Ana SayfaVade Döngüsü Nedir?

Vade Döngüsü Nedir?

Bir firmanın hammadde tedarikinden başlayıp, üretim, satış ve satıştan doğan alacakların tahsiline kadar geçen süreye faaliyet döngüsü denir. Hammadde veya mamul alımı ile başlayan bu döngü; üretim, satış ve tahsilat ile tamamlanır. Bu döngünün uzaması, yani çıkan nakdin firmaya tekrar geri dönmesi için geçen sürenin artışı, firmanın faaliyetlerini daha uzun süre finanse etmesini gerektirecektir.

Örneğin peşin ödeyerek tedarik ettiği malları, stoklarında üç ay tutan, satışlarını da dört ay vadeli yapan bir firma, alım için yaptığı ödemenin nakde dönüşmesini yedi ay beklemek ve bu süreyi finanse etmek zorunda kalacaktır. Diğer taraftan stoklarını ve ticari alacaklarını iyi yöneten bir başka firma, ürünleri stokta bir ay bekletip bir ay vade ile satış yaparken, tedarik ettiği ürünleri de bir ay vadeli alıyorsa, nakit çıkışı ile nakit girişi arasında sadece bir ay geçecektir. Başka bir ifadeyle bu firma faaliyetlerini sadece bir ay finanse etmek zorunda kalacaktır.

Bu sürenin uzaması neticesinde sürecin finanse edilmesi için oluşan sermaye ihtiyacını bilançoda dönen varlıklar içinde görmekteyiz. Bir firmanın ürettiği/tedarik ettiği malların satılıncaya kadar stoklarda geçirdiği sürenin uzaması firmanın birim satış için daha fazla stok tutması gerektiği anlamına gelecektir. Örneğin yukarıdaki örnekteki ilk firma, aylık 100 bin TL üretim maliyetli satış yapıyorsa ve her sattığı mal stoklarda 3 ay bekliyorsa ortalama 300 bin TL’lik stok tutması gerekecektir.

Aynı şekilde satış vadelerinin uzaması ticari alacaklar kaleminin artmasına neden olacaktır. Bu durumda firmanın günlük faaliyetlerini sürdürebilmek için ihtiyaç duyacağı sermaye ihtiyacı artacaktır.
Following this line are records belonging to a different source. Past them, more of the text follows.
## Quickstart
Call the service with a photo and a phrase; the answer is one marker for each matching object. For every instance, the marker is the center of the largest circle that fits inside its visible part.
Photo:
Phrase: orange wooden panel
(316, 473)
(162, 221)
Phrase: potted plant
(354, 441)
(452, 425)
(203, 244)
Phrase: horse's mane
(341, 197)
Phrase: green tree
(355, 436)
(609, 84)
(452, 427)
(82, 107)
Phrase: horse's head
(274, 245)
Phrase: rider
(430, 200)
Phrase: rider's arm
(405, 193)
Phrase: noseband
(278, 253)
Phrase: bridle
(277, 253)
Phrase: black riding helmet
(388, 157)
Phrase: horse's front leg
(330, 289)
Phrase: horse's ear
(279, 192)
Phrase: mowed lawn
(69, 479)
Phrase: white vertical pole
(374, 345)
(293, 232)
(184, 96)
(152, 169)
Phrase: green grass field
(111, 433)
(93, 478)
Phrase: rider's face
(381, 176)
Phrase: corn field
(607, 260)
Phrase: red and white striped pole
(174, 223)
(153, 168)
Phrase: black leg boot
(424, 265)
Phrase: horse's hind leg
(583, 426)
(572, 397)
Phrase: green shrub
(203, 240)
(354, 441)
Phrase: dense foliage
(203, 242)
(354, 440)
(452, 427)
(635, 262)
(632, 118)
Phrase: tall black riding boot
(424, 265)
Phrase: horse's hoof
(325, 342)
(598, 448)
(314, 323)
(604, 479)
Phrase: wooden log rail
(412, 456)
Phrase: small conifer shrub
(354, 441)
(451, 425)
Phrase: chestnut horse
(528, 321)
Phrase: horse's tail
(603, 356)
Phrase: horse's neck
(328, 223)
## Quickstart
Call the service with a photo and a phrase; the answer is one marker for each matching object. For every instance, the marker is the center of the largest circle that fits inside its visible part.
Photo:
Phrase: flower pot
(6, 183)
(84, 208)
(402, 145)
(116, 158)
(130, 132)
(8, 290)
Bir firmanın kuruluşu için gerekli olan üretim tesisi gibi duran varlık yatırımlarını gerçekleştirdikten sonra günlük faaliyetlerine başlayabilmesi için gerekli olan stoklar ve ticari alacaklar gibi varlıklara işletme sermayesi denilmektedir. Firmanın faaliyet döngüsünü yönetememesi işletme sermayesi ihtiyacını arttıracaktır.
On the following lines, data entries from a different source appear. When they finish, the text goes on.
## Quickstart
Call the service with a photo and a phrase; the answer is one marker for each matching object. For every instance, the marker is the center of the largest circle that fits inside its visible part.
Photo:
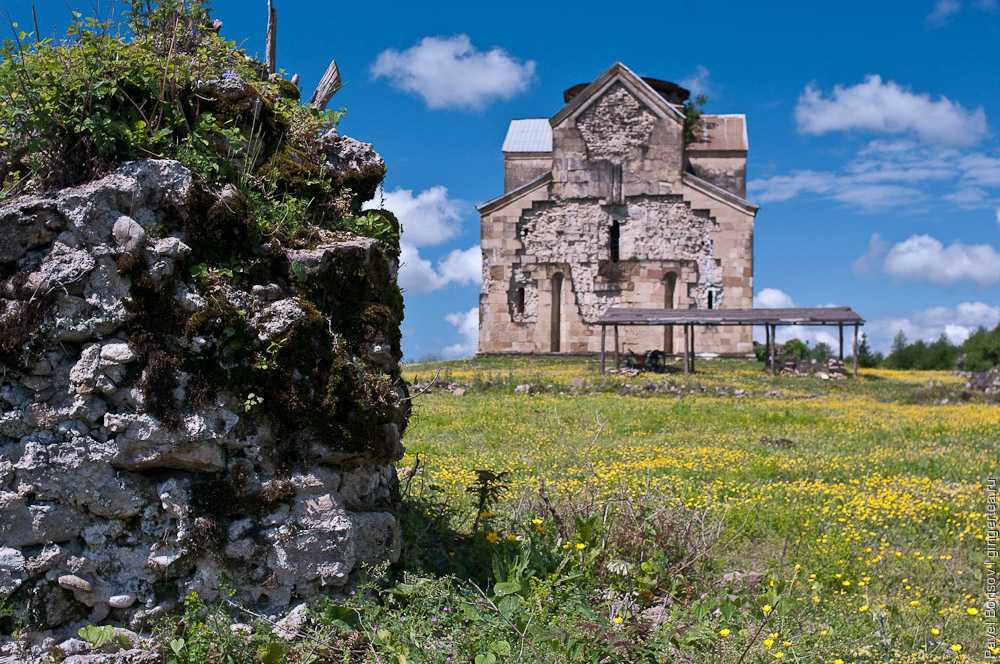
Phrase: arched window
(556, 312)
(614, 240)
Bir firmanın işletme sermayesini nasıl finanse ettiği ise dönen varlıklar ile kısa vadeli yabancı kaynaklar arasındaki farkın, başka bir ifadeyle net işletme sermayesinin, hesaplanmasıyla bulunmaktadır. Net işletme sermayesinin pozitif olması firmanın kısa vadeli yabancı kaynaklarından daha fazla dönen varlığa sahip olduğunun ve işletme sermayesi ihtiyacının bir kısmının uzun vadeli finansman kaynakları ile karşılandığının göstergesidir. Bu durum firmanın likidite riski açısından önemlidir. Bir yıl içinde nakde dönüşmesi beklenen dönen varlıkların, bir yıl içerisinde vadesi gelecek borçlardan daha fazla olması firmanın önümüzdeki bir yıl içerisinde likidite sorunu yaşama ihtimalinin daha az olması anlamına gelecektir.
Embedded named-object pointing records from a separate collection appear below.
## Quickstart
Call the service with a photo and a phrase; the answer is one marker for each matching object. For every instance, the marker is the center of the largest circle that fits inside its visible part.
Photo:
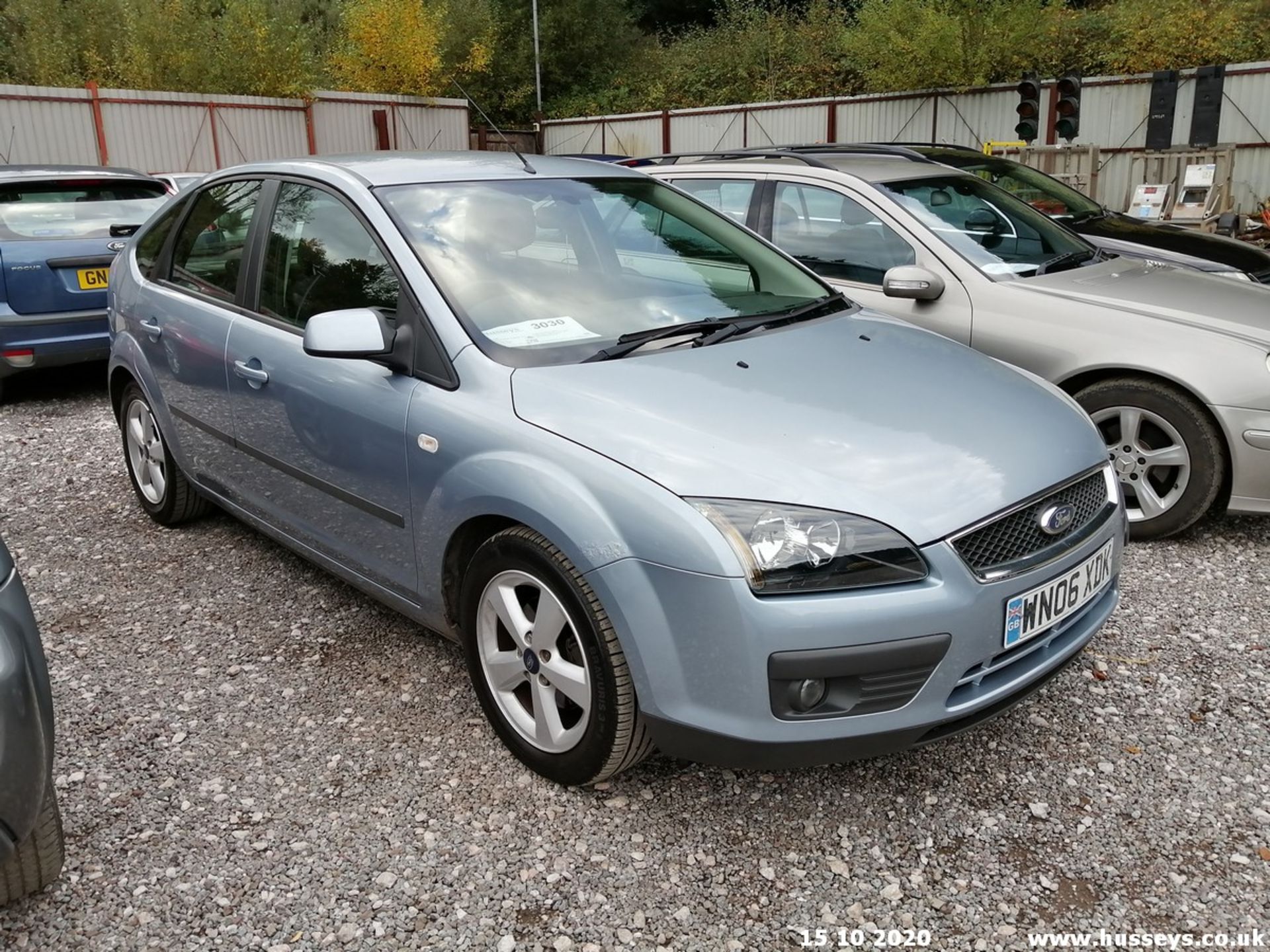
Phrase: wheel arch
(460, 549)
(120, 379)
Diğer taraftan firmanın işletme sermayesi ihtiyacının yüksek olması, firmanın dönen varlıklarını verimli yönetemediği anlamına gelmektedir. Aynı satış hacmini bir firma diğerine göre daha fazla stok tutarak ve daha fazla ticari alacak taşıyarak gerçekleştiriyorsa bu, firmanın mallarının stokta daha uzun süre kaldığını ve daha uzun vadelerle satış yaptığını göstermektedir.

Faaliyet döngüsünün uzaması, faaliyetlerin daha uzun süre finanse edilmesi gerektiği anlamına gelecektir. Bunun etkisini de bilançoda fırsat maliyeti olarak görmekteyiz. Eğer bir firma daha düşük stok ve daha düşük ticari alacakla aynı miktarda satış gerçekleştirebilecekken, faaliyet döngüsünün iyi yönetilmediği durumlarda bu kalemlere gereksizce daha fazla fon bağlamak durumunda kalacaktır. İyi bir yönetimle yüksek stok ve ticari alacaklar kalemini finanse etmek için kullanılan fonlar, getiri sağlayabilecek başka bir varlığa yatırılabilir ve firmanın hissedarları için daha büyük bir değer yaratmak üzere kullanılabilir.

Bir firmanın faaliyetlerini mümkün olduğunca daha düşük işletme sermayesi ile gerçekleştirebilmesi, firmanın finansal yönetiminin en önemli hedeflerinden birisidir.